BD fuel prices could be hit by Strait of Hormuz closure

Only 34 days of diesel and 40 days of octane in stock

BD fuel prices could be hit by Strait of Hormuz closure
Photo: File

Online Desk

Published: 2026-07-13 21:47:27

Updated on: 2026-07-13 21:51:53

The sudden closing of the Strait of Hormuz—a vital sea route for shipping—has caused new worries in the international energy market. This disruption could drive up global fuel prices, putting Bangladesh’s economy under pressure once again.

For now, Bangladesh’s fuel stocks are stable. According to the state-run Bangladesh Petroleum Corporation (BPC), the country has 414,000 tonnes of diesel in stock, which is enough to last for 34 days.
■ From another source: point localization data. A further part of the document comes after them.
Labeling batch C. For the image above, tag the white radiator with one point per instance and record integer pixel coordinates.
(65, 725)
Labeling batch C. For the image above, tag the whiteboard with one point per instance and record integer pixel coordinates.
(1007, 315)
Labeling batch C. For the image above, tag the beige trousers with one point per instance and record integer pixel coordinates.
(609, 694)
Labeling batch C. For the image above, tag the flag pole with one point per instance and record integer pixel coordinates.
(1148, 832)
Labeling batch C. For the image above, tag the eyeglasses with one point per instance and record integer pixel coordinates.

There is also enough octane to last for about 40 days. BPC expects another 8 to 10 fuel ships to arrive by the end of this month, which will help keep supplies steady.

Global prices have changed wildly over the last few months. During the peak of recent conflicts in March and April, a single shipment of diesel cost Bangladesh around 45 million US dollars. Recently, that price dropped to 32 million US dollars. Similarly, crude oil prices had dropped to 76.10 US dollars per barrel on Friday, compared to over 114 US dollars during the height of the conflict. However, experts are watching the markets closely to see how much prices will jump following the sea route closure.

To secure future supplies, the government has nearly finalised a deal to buy 1.6 million tonnes of fuel under a government-to-government (G2G) system to cover the country until December. During a meeting in Singapore, which was attended by Energy Minister Iqbal Hassan Mahmud, a deal was struck with supplier companies to lower shipping costs.

An Indian company first agreed to drop its shipping fees, forcing other major suppliers like Unipec and PetroChina to match the lower rate. Officials say this negotiation will save Bangladesh around 7 billion taka compared to buying through an open market. The deal was approved by BPC and is now waiting for final cabinet clearance. The total cost is expected to be over 180 billion taka, depending on global market rates.

While oil supplies look safe for the next month, liquefied natural gas (LNG) is a bigger worry. Long-term suppliers have not delivered any gas since March, forcing the state gas company, Petrobangla, to buy gas from the volatile daily spot market.

AKM Mizanur Rahman, the Financial Director at Petrobangla, warned that if the Strait of Hormuz stays closed, both oil and gas prices will skyrocket. In March, Bangladesh had to pay a very high price of 28 US dollars per unit for gas. Thanks to a recent ceasefire, that price had happily dropped to between 16 and 17 US dollars last week, but the future is now uncertain.

At the same time, BPC is facing a severe money shortage at home. The government has not paid any fuel subsidies to BPC for the past four months. To keep importing fuel, BPC had to use 210 billion taka that was originally set aside for building projects, including a new refinery. BPC has repeatedly written to the Finance Division asking for this subsidy money, but they have not received a response yet.

Despite these heavy financial pressures, energy officials say they learned a lot from the supply shortages they faced last March. Fuel storage depots across the country have already been warned to stay alert, and officials believe these early preparations will help prevent major fuel shortages for regular citizens in the coming weeks.